Bu arada geleneksel örtünmenin de nihayetinde varıp İslam’a dayandığını da unutmayalım veya yok saymayalım.

Gelelim Türkiye ölçeğinde tesettürdeki yozlaşmaya.

Bunu elbette göz ardı etmiyoruz, yapılması gerekenler için hepimiz kafa yoruyoruz. Tesettürden tamamen sıyrılıp çıkanlara, tesettürü tesettür olmaktan çıkaranlara her yerde şahit oluyoruz.

Ben buna bir de tesettürlü oldukları halde simalarında secde izi olmayanlar, yüzlerinde abdestin ve namazın nuru görünmeyenler diye bir kesimi daha ekliyorum. Bir adım daha ileri giderek tesettürlü oldukları halde Allah’ın hududunu çiğneyenleri de katabiliriz. Fakat bâtılı tasvir etmek prensibimiz olmadığı için buradan öteye geçmeyelim.

Peki, Türkiye’de tesettür meselesi iddia edildiği gibi tamamen kötüye doğru mu gidiyor? Elimizde kesin rakamlar var mıdır? Daha önce örtülü iken açılanlarımızın sayısı ne kadar, örtüsüzken tesettüre girenlerin sayısı ne kadar? Ülke genelinde başta imam hatip ve ilahiyat sayısı nereden nereye geldi, bu okullarda okuyan kız öğrencilerin ne kadarı tesettürlü, ne kadarı tesettürsüz?
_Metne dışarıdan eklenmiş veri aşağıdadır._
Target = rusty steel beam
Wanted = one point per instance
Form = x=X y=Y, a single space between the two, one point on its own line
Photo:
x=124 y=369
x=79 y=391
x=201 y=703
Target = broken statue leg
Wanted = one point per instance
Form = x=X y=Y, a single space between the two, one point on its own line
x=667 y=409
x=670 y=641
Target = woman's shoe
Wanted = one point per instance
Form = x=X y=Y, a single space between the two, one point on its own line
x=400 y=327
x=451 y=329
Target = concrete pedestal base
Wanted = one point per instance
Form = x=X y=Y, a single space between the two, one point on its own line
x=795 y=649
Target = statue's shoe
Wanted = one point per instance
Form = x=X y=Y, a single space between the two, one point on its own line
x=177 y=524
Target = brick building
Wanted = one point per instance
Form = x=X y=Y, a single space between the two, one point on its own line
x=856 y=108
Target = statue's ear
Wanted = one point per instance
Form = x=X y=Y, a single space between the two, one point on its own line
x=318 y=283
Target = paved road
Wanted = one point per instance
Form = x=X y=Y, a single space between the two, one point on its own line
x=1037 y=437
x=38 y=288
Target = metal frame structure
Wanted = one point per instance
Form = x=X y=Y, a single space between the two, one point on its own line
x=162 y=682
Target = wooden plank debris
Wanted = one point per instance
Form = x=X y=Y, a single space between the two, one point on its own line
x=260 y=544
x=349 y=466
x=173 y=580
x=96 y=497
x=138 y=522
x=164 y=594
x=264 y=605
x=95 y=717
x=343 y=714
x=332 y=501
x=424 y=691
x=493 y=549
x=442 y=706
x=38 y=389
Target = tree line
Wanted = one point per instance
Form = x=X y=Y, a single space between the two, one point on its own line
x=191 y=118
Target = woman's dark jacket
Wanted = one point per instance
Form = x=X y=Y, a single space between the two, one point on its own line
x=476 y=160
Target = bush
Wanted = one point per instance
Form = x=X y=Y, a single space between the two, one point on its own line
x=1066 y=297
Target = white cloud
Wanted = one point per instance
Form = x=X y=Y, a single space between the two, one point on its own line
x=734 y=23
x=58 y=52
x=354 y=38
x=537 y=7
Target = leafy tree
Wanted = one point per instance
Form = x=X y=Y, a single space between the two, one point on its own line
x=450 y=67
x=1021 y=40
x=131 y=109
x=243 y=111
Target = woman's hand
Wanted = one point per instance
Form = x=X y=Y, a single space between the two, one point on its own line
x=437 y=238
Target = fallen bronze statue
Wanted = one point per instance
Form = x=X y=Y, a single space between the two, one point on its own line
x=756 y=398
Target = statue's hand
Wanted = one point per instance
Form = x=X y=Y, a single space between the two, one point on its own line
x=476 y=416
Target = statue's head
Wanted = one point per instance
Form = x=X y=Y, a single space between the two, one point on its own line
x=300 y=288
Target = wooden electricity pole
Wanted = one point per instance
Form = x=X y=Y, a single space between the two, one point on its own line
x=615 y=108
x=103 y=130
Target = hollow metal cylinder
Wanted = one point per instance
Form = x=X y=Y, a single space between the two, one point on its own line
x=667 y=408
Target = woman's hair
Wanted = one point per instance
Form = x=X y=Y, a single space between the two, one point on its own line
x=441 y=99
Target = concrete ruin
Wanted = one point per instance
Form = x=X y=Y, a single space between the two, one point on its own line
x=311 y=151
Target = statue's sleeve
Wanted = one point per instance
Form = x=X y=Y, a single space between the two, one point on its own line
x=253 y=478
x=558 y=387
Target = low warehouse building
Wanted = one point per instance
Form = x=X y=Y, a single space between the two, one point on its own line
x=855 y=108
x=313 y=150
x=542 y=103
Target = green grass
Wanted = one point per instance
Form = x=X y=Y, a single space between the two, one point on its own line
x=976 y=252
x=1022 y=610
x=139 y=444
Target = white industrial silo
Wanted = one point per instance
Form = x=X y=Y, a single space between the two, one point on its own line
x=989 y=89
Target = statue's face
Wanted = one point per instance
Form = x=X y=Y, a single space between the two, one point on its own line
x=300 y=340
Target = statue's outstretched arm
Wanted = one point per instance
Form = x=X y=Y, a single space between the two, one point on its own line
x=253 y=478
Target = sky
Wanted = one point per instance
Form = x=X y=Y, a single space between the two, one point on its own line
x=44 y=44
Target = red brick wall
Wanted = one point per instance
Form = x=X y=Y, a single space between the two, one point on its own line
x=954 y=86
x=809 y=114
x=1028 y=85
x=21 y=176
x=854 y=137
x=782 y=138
Daha da önemlisi genel toplamda önceki yıllara göre durum nedir?

Sonra, bir takım varlıklı Müslüman bayanların lüks araçlara biniyor olmaları, daha önce şahit olmadığımız lüks bir hayat yaşıyor olmaları tamamen dünyevileşme ve yozlaşma sayılır mı, bunları biz kaybettiklerimizin listesine mi ekleyeceğiz?

Gelelim bir başka kesime. Caminin avlusuna veya giriş kapısına kadar gelip çantasından çıkardığı başörtüsünü örterek içeri giren, namazını kıldıktan sonra yine çantasına koyup giden önemli bir kesime zannedersem hepimiz şahitlik ediyoruz.
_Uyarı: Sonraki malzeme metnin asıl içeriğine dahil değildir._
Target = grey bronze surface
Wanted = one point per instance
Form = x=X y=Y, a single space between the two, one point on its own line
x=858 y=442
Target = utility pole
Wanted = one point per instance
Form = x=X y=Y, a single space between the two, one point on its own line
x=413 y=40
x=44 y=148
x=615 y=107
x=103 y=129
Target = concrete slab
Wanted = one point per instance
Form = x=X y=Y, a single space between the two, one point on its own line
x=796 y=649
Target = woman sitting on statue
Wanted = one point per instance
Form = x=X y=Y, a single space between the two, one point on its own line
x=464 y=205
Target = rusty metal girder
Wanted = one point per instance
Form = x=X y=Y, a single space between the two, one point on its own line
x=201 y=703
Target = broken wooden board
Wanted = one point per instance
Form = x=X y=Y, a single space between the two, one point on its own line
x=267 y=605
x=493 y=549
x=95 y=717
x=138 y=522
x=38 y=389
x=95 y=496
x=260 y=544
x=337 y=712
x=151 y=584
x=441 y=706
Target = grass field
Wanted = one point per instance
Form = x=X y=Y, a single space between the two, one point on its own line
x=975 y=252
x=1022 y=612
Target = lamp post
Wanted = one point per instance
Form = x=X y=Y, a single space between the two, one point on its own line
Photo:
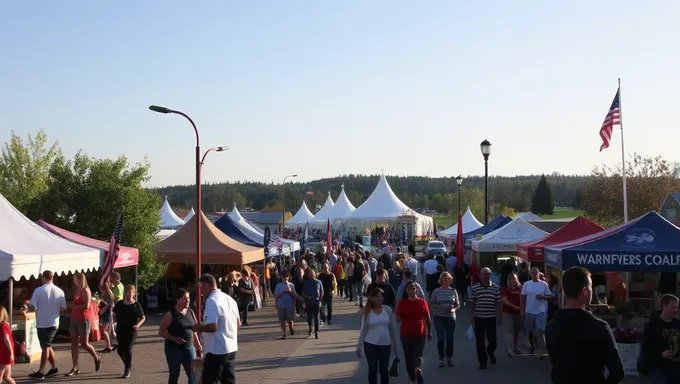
x=199 y=207
x=283 y=209
x=485 y=147
x=459 y=181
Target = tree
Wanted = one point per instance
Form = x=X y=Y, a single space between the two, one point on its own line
x=650 y=179
x=86 y=195
x=24 y=168
x=542 y=202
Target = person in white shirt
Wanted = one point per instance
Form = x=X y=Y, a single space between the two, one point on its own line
x=534 y=310
x=220 y=326
x=47 y=301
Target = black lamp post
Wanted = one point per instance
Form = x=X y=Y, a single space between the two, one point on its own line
x=459 y=181
x=485 y=146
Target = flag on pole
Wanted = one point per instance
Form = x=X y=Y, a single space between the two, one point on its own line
x=112 y=253
x=613 y=118
x=460 y=246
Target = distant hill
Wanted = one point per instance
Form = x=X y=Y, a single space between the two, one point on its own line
x=415 y=191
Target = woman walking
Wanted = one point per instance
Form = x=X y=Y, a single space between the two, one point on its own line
x=80 y=323
x=6 y=348
x=106 y=315
x=181 y=342
x=444 y=303
x=414 y=316
x=129 y=317
x=377 y=337
x=510 y=296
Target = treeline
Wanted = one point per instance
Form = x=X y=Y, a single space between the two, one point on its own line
x=415 y=191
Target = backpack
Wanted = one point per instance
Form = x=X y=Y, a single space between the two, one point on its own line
x=359 y=270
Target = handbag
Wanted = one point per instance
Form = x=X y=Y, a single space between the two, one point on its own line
x=394 y=368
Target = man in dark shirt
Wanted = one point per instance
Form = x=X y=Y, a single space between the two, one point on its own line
x=580 y=345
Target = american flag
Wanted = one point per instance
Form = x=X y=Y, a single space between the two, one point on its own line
x=112 y=254
x=613 y=118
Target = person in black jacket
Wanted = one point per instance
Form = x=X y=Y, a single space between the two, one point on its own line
x=580 y=345
x=660 y=343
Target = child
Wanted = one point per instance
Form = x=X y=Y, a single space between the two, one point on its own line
x=6 y=348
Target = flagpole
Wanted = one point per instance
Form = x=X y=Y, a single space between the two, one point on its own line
x=623 y=160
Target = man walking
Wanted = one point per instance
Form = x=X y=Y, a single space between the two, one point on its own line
x=534 y=310
x=47 y=301
x=580 y=345
x=485 y=308
x=220 y=333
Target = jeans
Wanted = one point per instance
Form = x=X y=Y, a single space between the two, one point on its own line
x=444 y=327
x=485 y=327
x=178 y=357
x=327 y=307
x=219 y=369
x=313 y=314
x=126 y=340
x=413 y=354
x=378 y=359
Şahsen ben bunları ikiye ayırıyorum; birincisi daha önce örtülüyken açılan ama namazını terk etmeyenler. Elbette bunlar bizim içimizi yakmaktadır.

İkincisi, önceden de örtüsüz olan ama namaz kılmaya başlayanlar ve sadece namaz kılarken örtünenler.

Ve bu arada bizler kimleriz, bu meselede bizim konumumuz nedir? İslam’ın kayıt memurları mıyız? Birilerini İslam’dan çıkarıp atma veya İslam’a dâhil etme yetkisine mi sahibiz?

Zannedersem bize yakışan en güzel ve en gerçekçi sıfat davetçi olmaktır. Bugün davetçinin davetten öte hiçbir yaptırım gücü yoktur. Biz ancak mükemmel, içi dopdolu bir tesettür için çırpınırız, anlatırız, ikna etmeye çalışırız.

Bir de duamız vardır.

Tesettürlü bayanlarımıza düşen görevlerin başında da tesettürü sevdirmek geliyor. Özellikle kendilerini izleyen kız çocukları onları gördüklerinde “büyüyünce ben de bu abla gibi giyineceğim” dedirtebilmek zannedersem tesettürün nasıl olması gerektiği konusunda güzel bir ölçü olsa gerek.

Zannedersem bir başka yükümlülüğümüz daha vardır; kötümser olmamaktır, durmadan ümitsizlik aşılamamaktır. “Öldük, bittik, tükendik” söylemleri hem kendimize hem Müslümanlara asla fayda vermediği gibi gerçek de değildir.

Her şeye rağmen tesettür konusunda Müslümanların hem kemiyet hem de keyfiyet bakımından iyiye doğru gittiğine inanıyoruz. Böylesine büyük bir yürüyüşte müsaadenizle bazı fireler olacaktır.

Unutmayalım ki tesettür İslam’ın en hayati cephesi olduğu gibi emperyalizmi de en çok tehdit eden cephedir.

O halde bu cephe çok iyi tahkim edilmelidir.